Investors were banking on a lousy jobs number, and the last two days of trading have reflected that point That’s what I’m hearing from the traders I know – shrewd peope I shared trading pits with back in the day – almost to a man (and woman) saying that next to the housing market, the next most important key in rebounding from a deep recession is jobs.
So when the day before the U.S. Labor department is expected to announce new U.S. employment numbers, the market falls in the last hour of trading over 200 points alone. Hmmm. I’m betting that Wall Street isn’t bullish on what we’re all going to hear tomorrow, but maybe it will finally signal a bottom to the recession.
One company that seems to be holding up pretty well under a harsh economic spotlight is Marvel. No, not the comic-book provider, but the Barbados-based semiconductor developer. True, Marvel (MRVL) fell 0.44% yesterday, after rising 20% in Wednesday’s trading to $6.13 per share.
But investors who study the Marvel management style say that the company has figured out, more or less, how to control costs in a recession – no mean feat. On Wednesday, the world got a peak into Marvel’s management style, as the company announced third-quarter earnings that bested Wall Street expectations.
The company earned $70.9 million, or 11 cents per share, compared with a loss of -$6.4 million, or -1 cent a share, a year earlier. Excluding one-time items, adjusted earnings-per-share was 23 cents, two cents ahead of the consensus. Revenue rose 4% to $791 million. Altogether, the financial web site Tickerspy reports that 16 of its experts counted Marvel among their top-15 holdings at the end of Q3.
What’s all the hub-bub? For starters, Marvel has acted very much like the ant, as opposed to the grasshopper, and stored away plenty of cash for the harsh winter ahead. Marvel has about $900 million in cash on hand – and that’s enough to pay off all of its long-term debt – today.

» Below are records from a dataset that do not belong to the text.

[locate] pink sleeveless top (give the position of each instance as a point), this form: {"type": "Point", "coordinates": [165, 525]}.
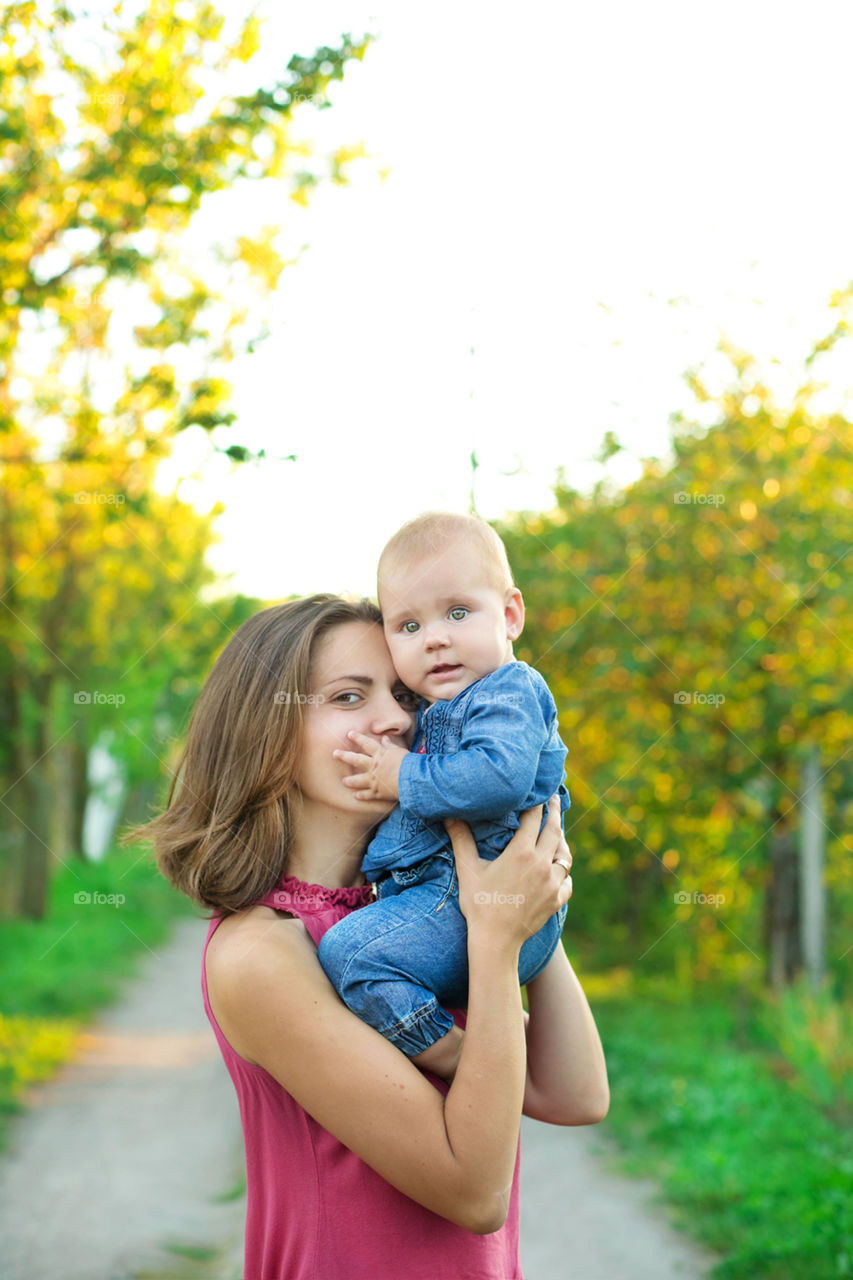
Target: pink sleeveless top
{"type": "Point", "coordinates": [315, 1211]}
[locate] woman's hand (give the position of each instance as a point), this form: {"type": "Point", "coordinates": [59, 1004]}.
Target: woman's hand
{"type": "Point", "coordinates": [512, 896]}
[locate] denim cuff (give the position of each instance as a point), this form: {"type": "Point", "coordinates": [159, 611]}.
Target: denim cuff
{"type": "Point", "coordinates": [420, 1029]}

Company CEO Sehat Sudartja is also seen as something of a visionary by investors; a guy who sees opportunity where a lot of competitors do not. Sudartja sees lots of chip sales in the notebook market, especially as they become even more portable. Same thing with smart phones – as they get even smarter, Marvel is pouring millions into the research that phones will need a few years from now. Remember that old line from hockey great Wayne Gretzky? Where he said, “I don’t go to where the puck is; I go to where it’s going to be.”
Well, that’s Marvel, when it comes to mobile convergence.
Says the Motley Fool this week; “The Apple iPhone and Android platform are early examples of Web-browsing phenoms that come close to replacing traditional computers for many users. If these gadgets get just a little bit better, and the price creeps below the magic $200 mark, consumer demand should explode. Management sees that happening next year. "We believe consumers within emerging markets will drive significant volumes far in excess of the current notebook PC market and likely a greater volume than smart phone markets," the CEO said.”
“It's important to note that Marvell makes essentially every component you'd need for building such a converged mobile computer, including wireless controllers, ultra-mobile CPUs, and GPS products. So if the market goes the way Mr. Suthardia thinks it will, Marvell stands to profit handsomely from that tectonic shift.”
What Marvel is selling is a cheap chip device that will for notebooks and smart phones what regular semiconductors are doing for regular computers today. That I like.